Portals – which can radically extend the capabilities of a core platform – are also becoming more prevalent. “Aderant Drive is a knowledge management tool that leverages the data from the platform, but it’s cloud-based, so can also harness data from across the enterprise. It brings all of that together to create a lawyer-centric workspace for internal use – but you can then extend it to external use for client collaboration purposes and differentiate yourself from the competition,” says Graywood.
He has seen first-hand, he explains, how laborious onboarding is. “Entire onboarding teams exist to onboard the client before you can start delivering services. If you can extend that process to the client – so they upload the documents and input information – it makes it not only easier for them, but also more efficient and cheaper for the business,” he says.
He says that not only can firms use portal technology to apply this sort of “self-service” aspect to streamline their file opening; they can also adapt it to provide a value-add service to clients. “Client portals can also provide real-time client access for matter and billing information.
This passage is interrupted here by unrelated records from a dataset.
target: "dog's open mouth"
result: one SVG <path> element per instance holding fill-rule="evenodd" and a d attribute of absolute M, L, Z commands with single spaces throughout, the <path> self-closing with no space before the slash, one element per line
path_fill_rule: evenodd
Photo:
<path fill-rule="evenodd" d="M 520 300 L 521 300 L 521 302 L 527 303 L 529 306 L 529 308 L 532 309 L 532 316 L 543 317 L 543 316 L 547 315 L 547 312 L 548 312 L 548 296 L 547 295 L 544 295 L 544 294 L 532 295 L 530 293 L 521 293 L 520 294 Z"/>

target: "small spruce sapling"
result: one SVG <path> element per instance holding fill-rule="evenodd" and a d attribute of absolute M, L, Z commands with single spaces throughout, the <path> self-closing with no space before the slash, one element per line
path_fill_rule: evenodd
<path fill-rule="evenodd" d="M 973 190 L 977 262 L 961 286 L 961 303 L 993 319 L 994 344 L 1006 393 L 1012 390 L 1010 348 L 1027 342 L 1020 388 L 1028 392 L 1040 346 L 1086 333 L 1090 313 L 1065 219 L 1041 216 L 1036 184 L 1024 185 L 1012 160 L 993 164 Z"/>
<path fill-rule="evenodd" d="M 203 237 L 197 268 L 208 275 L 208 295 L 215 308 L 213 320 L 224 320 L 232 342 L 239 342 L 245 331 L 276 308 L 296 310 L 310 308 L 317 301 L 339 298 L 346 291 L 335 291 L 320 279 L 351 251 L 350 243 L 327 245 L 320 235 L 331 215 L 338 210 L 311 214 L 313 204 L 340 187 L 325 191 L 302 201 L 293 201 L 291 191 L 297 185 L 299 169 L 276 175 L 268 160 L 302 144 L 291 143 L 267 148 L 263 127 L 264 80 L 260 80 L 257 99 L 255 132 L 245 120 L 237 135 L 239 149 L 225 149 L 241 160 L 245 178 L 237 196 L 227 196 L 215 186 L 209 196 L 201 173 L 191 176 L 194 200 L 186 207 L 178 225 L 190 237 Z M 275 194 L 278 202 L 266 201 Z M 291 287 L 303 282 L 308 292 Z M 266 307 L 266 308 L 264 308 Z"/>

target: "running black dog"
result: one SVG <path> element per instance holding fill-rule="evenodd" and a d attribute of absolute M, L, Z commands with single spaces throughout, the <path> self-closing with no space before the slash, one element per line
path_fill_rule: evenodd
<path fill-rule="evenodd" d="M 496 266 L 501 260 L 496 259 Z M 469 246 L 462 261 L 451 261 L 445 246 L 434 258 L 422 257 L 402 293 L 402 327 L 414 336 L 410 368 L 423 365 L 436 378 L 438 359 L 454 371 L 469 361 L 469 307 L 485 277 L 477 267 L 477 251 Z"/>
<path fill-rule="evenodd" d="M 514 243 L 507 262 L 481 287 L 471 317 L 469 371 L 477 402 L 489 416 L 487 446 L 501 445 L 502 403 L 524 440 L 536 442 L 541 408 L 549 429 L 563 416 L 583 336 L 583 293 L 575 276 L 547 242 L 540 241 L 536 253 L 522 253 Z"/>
Clients often have lots of questions around fees, so turning it into a query base is both more efficient and an added-value service.”
A service provider ecosystem
“So, understanding the ecosystem is critical for the service providers as well,” says Graywood. “The legal IT network of organisations that drive the creation and delivery of IT products and services is extremely healthy – both in terms of service delivery and levels of competition and innovation.”
And in Graywood’s view, the wide range of service providers within the current ecosystem provide firms with much more choice about how to execute their strategy. He offers up another colourful analogy. “If you want to buy a BMW, you might go to the dealer for some things, but then visit the guy down the street for a minor repair. In the legal technology world the main dealers are vendors like Aderant, who provide the main product. But there’s an ecosystem around them – an Aderant services team, as well as specialists that work with Aderant, or generalists that can advise them on their strategy. Aderant has a partnership programme, which helps to drive that ecosystem.”
So, what will happen to this service provider network over the next five years? Graywood thinks that, like the legal tech ecosystem overall, it will be even more joined-up – and that’s a good thing. “We don’t see other Aderant service providers as competitors – they fit different needs. If we share best practice, or other information about what’s happening with our products with, for example, a consulting firm or a contractor who has Aderant skills, then it helps us because they will deliver a better service.”